La aldaba
Carlos Navarro Antolín
La alegría de Fito
HACE unos años vi una pequeña pintada en una pared de la calle Pajaritos: "... se alquilan alas de Ícaro....". Entonces lo interpreté como el deseo de algún joven sevillano de volar lejos de esta ciudad, que, como una mítica Creta con su Laberinto, lo retenía en un mundo cerrado del que ansiaba volar lejos. Elevarse por encima de las circunstancias que lo coartaban, tanto sociales como personales. Al fin y al cabo es un sentimiento muy propio de la juventud. Muchos jóvenes sevillanos hemos sentido esa necesidad de volar, en distintas épocas y generaciones. Por diferentes circunstancias personales y profesionales hemos sentido en algún momento el deseo de marcharnos. Y algunos, quizás de los mejores, lo hicieron.
Mis vocaciones y oficios de arquitecto y escenógrafo me llevaron a viajar por muchas ciudades europeas para aprender lo que allí existía y lo que de nuevo y creativo se hacía. Ya tenía mis propias alas para volar. Y entonces decidí, como otros muchos, que había una oportunidad de aplicar todos nuestros conocimientos y nuestro trabajo en mejorar nuestra ciudad, nuestra tierra y nuestro país. Y así lo hicimos. Era 1970 y el viento a favor de la historia nos empujaba. Con ilusión y confianza en que los tiempos futuros siempre serían mejores, pusimos manos a la obra. Y en conjunto no fue mal.
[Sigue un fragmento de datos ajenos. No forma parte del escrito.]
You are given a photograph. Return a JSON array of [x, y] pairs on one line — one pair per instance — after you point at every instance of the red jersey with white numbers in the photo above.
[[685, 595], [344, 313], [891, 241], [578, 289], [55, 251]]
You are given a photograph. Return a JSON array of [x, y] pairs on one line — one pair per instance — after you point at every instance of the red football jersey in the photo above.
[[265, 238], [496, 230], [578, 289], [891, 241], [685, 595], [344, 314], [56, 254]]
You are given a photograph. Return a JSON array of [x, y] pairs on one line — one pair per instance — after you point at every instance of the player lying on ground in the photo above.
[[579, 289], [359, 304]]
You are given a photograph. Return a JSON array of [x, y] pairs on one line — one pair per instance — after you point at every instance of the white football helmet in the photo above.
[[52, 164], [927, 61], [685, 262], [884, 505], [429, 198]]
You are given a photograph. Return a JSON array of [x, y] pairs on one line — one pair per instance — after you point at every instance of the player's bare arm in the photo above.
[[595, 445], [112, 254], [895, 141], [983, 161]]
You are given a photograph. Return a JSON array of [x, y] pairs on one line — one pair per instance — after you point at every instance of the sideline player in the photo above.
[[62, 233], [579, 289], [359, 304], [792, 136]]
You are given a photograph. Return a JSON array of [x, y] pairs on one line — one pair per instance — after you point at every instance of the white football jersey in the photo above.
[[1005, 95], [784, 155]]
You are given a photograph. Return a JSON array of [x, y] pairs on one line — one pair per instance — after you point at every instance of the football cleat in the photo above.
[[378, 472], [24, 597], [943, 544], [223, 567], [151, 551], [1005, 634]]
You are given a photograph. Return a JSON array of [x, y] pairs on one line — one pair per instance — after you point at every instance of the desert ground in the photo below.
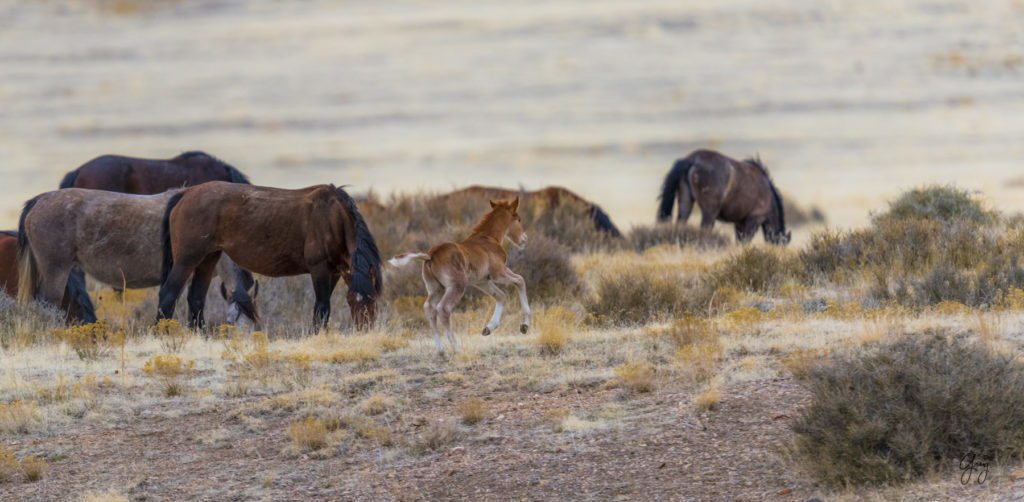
[[667, 365]]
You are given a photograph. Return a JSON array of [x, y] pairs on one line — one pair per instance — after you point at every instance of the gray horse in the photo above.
[[116, 238]]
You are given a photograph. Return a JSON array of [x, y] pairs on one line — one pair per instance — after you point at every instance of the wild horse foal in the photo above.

Luego vinieron los hijos y, como el gran Dédalo, les quisimos dotar de sus propias alas desde el principio para que estuvieran a salvo de cualquier contingencia. No sólo viajarían y conocerían el mundo, sino que ese conocimiento de otras lenguas, de otras culturas, de otras ciudades y otras gentes sería una parte decisiva de su aprendizaje. Ninguna cerrazón, ningún laberinto, por seductor o alienante que fuera, sería capaz de retenerlos. Nosotros, sus padres, estábamos intentando que esta ciudad y esta tierra fueran lugares abiertos, con todo lo necesario. Un país en la cima del mundo, donde ellos podrían dar lo mejor de si mismos y conseguir que fueran buenos lugares para vivir, si así lo deseaban.
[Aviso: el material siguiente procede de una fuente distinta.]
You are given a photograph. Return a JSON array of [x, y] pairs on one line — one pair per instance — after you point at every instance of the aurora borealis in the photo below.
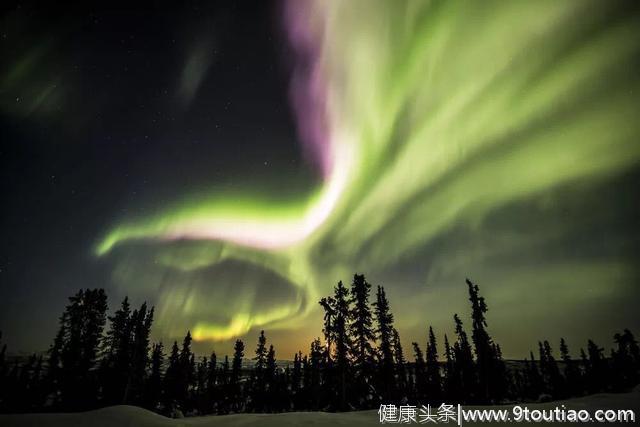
[[438, 140]]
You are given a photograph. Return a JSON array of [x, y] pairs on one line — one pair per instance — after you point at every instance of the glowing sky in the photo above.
[[423, 117], [494, 140]]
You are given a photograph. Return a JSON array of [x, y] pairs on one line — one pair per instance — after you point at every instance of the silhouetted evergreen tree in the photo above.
[[596, 373], [624, 368], [141, 321], [384, 331], [224, 403], [433, 383], [117, 350], [342, 340], [464, 365], [550, 371], [172, 380], [154, 383], [490, 373], [75, 354], [235, 390], [361, 324], [328, 329], [259, 386], [212, 383], [451, 386], [400, 364], [420, 373], [573, 382]]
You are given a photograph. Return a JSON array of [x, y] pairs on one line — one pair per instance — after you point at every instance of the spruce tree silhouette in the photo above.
[[342, 340], [235, 389], [464, 365], [153, 387], [401, 369], [361, 325], [77, 348], [258, 382], [433, 378], [384, 331], [573, 386]]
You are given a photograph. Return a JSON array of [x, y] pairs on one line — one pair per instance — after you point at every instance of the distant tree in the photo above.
[[342, 340], [186, 369], [141, 321], [573, 386], [464, 365], [328, 329], [623, 366], [596, 373], [550, 371], [384, 331], [296, 381], [312, 380], [433, 378], [491, 379], [153, 388], [451, 386], [236, 369], [116, 348], [271, 381], [420, 374], [258, 386], [75, 350], [223, 403], [172, 380], [400, 364], [361, 324]]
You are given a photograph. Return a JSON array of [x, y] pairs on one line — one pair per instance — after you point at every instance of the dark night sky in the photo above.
[[497, 145]]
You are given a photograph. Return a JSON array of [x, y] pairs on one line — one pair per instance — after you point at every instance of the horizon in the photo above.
[[229, 163]]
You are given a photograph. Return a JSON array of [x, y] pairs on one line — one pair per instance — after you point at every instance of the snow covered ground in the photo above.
[[129, 416]]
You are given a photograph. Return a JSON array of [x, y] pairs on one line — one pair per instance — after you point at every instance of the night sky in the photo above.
[[229, 162]]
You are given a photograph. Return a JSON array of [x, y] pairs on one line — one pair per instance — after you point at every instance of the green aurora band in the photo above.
[[437, 117]]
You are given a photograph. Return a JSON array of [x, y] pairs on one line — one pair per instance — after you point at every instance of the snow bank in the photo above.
[[130, 416]]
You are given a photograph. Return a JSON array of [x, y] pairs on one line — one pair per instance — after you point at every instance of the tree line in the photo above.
[[358, 364]]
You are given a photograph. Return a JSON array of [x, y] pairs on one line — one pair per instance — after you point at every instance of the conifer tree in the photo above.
[[400, 364], [361, 323], [153, 393], [420, 375], [83, 323], [571, 371], [384, 331], [597, 368], [489, 370], [234, 383], [464, 365], [451, 386], [433, 382], [535, 379], [342, 340], [172, 380]]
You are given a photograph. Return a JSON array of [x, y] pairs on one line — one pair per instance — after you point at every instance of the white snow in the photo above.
[[129, 416]]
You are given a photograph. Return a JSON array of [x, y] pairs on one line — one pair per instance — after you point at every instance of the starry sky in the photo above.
[[229, 162]]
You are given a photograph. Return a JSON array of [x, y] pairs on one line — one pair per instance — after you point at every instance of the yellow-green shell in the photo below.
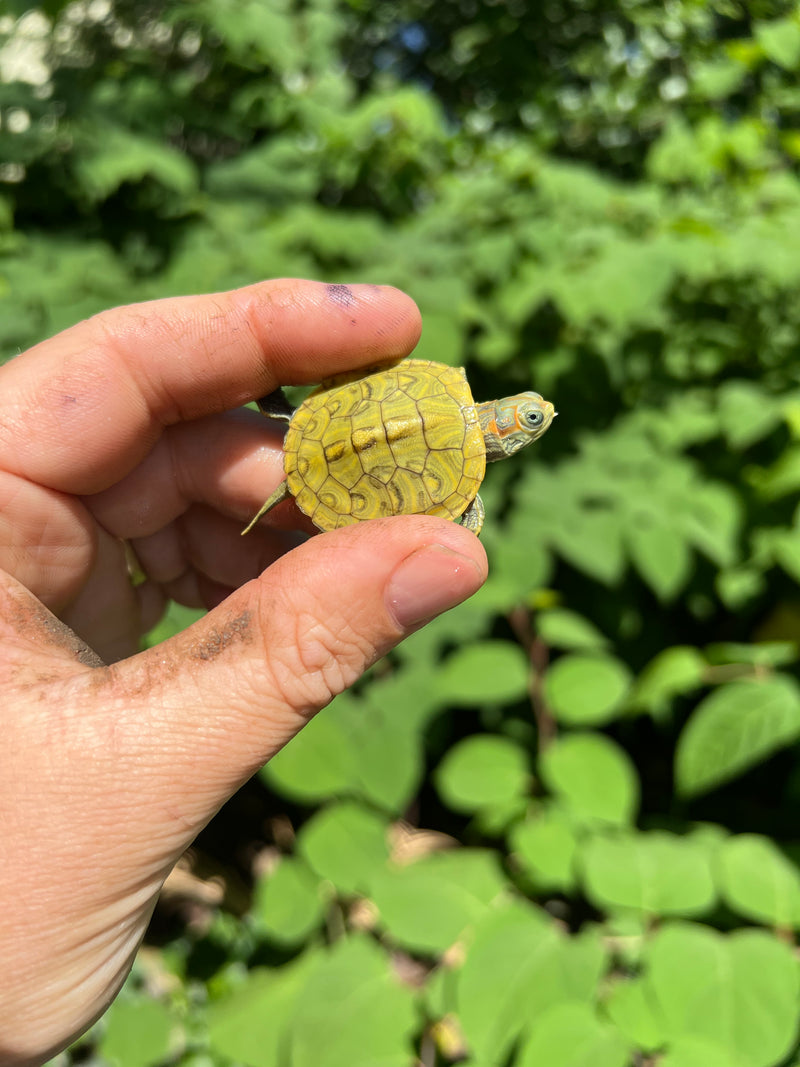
[[404, 440]]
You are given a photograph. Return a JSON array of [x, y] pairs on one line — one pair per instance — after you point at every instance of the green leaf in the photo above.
[[249, 1024], [352, 1009], [427, 905], [635, 1015], [482, 771], [671, 673], [571, 1035], [593, 777], [760, 881], [593, 543], [111, 156], [699, 1052], [561, 628], [319, 763], [715, 80], [368, 748], [484, 672], [584, 689], [139, 1032], [658, 873], [346, 843], [741, 991], [780, 38], [518, 965], [288, 902], [736, 727], [661, 556], [748, 413], [546, 846]]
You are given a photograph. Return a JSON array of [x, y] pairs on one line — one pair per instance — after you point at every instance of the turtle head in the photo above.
[[512, 423]]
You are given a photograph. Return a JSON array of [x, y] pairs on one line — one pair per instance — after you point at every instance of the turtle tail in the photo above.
[[281, 494]]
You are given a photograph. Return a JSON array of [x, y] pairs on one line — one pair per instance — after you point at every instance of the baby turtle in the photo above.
[[406, 439]]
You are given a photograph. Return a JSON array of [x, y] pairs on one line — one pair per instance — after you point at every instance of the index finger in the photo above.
[[81, 410]]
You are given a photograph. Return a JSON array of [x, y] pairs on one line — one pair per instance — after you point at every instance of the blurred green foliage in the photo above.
[[557, 828]]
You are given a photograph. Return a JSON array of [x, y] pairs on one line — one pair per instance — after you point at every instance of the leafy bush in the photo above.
[[556, 827]]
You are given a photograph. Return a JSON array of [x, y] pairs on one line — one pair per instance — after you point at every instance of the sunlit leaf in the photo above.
[[737, 726]]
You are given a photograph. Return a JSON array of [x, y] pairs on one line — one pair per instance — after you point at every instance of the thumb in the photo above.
[[230, 690]]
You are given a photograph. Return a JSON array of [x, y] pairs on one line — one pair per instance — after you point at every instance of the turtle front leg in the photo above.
[[473, 518]]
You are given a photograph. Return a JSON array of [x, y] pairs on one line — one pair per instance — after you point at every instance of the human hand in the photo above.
[[122, 429]]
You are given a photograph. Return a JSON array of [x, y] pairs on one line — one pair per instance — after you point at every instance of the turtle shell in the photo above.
[[404, 440]]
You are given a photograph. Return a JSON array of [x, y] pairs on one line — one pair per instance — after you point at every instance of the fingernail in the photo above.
[[430, 580]]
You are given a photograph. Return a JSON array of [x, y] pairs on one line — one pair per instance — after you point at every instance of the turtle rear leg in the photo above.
[[281, 493], [473, 518]]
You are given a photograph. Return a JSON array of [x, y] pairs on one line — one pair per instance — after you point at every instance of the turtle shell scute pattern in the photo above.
[[404, 440]]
Pero, al contrario que el antiguo mito, quizás fuimos los padres los que nos acercamos demasiado al Sol. Cuando parecía que lo íbamos a conseguir, nuestras alas se derritieron y caímos bruscamente. Y lo que es peor, seguimos cayendo. En estos últimos años algunos de nosotros hemos comentado: ¿Qué habría ocurrido si nos hubiéramos marchado? Que quizás todo hubiera sido mejor para nosotros y quizás también para los nuestros. Quizás no. ¿Cual habría sido el precio? En cierto modo lo veo como el fracaso de una generación, la mía. La verdad es que no nos habíamos preparado para tener que mirar hacia atrás y pensar: ¿Dónde nos equivocamos?.
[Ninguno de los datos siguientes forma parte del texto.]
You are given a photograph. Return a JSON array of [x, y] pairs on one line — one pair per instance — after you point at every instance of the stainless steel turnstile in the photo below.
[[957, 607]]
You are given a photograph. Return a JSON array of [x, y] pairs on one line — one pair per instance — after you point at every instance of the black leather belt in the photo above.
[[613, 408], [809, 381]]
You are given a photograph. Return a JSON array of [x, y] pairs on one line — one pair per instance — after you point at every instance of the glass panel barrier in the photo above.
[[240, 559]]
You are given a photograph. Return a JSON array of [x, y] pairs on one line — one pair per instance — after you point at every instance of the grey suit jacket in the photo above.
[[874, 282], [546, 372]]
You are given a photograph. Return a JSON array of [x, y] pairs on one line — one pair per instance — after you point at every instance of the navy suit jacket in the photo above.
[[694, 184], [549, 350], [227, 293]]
Ahora, visto todo lo ocurrido, aconsejamos a nuestros hijos que no lo duden, que si tienen una oportunidad que se marchen, que utilicen los recursos y conocimientos adquiridos para buscar su mundo mejor allí donde se encuentre. Algunos de ellos ya se han tenido que ir. Otros le seguirán sin duda. Ahora ya no les podemos asegurar que ese mundo mejor estará en Sevilla y en España.